– in the Scottish Parliament at on 23 April 2024.
Good afternoon. The first item of business is time for reflection. Our time for reflection leader today is the Right Rev Sally Foster-Fulton, moderator of the General Assembly of the Church of Scotland.
The Right Rev Sally Foster-Fulton (Moderator of the General Assembly of the Church of Scotland):
Good afternoon. I am coming to the end of my term and, all year, this is the word I have shared: ubuntu. All year, this is the truth that I have seen evidenced in the everyday: ubuntu.
Every moderator is asked to choose a theme, and I chose this Zulu phrase. It is difficult to translate into English, but, as near as we can manage, it means, “I am because you are,” or, “I am because we are.” That is a deeply theological statement. It is a powerful piece of subversive wisdom. It is a word that we need to hear and heed today.

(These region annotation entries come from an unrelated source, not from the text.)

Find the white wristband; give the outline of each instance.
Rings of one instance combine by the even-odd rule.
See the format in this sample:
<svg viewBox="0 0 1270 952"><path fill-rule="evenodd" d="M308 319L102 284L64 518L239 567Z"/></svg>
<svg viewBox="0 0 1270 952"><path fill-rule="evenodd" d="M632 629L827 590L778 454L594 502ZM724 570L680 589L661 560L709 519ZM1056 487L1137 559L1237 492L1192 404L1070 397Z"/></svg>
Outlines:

No one is an only child; we are created to be in community. No one “makes it on their own”; we all stand on the shoulders of everyday giants, people who play their part—who love, listen, learn and live their lives in an intricate web of humans being. There really is no them and us; there is only us. When we do each other down, we dilute our common humanity—and our common humanity is an extraordinary gift.
Think about it. When you pour your cereal or coffee in the morning, behind that there are growers and harvesters, producers and packagers, researchers and those marketers who convince you that this is the breakfast for you. They make your morning happen. When you read or watch or hear something that moves you in your bones, people you will never meet made that possible. They mixed and measured, wrote and reconsidered words and ways to evoke wonder in you. Do we understand that, or do we just consume and assume?
Ubuntu—I am because you are. In a world where so many struggle, unseen and ill-considered: ubuntu—I am because you are. In a world where those who have arrived do not want to move: ubuntu—I am because you are. What we do and do not do matters to siblings we may never see: ubuntu.
Over the year, I heard the word sung out in numerous projects, parties, panels and places across Scotland, with people living for each other, finding themselves completely in service to their siblings. This year, I choked that word out at a service in Dungavel as I stood with asylum seekers stuck in a system bereft of humanity, and I witnessed love alive in innumerable people and places, where there was a vibrant, relevant response to need right in front of them.
Ubuntu. It is not a foreign phrase that is difficult to interpret; it is a universal truth to transform us. Scottish Parliament, you lead us into a now and a future. I am because we are. Live that truth.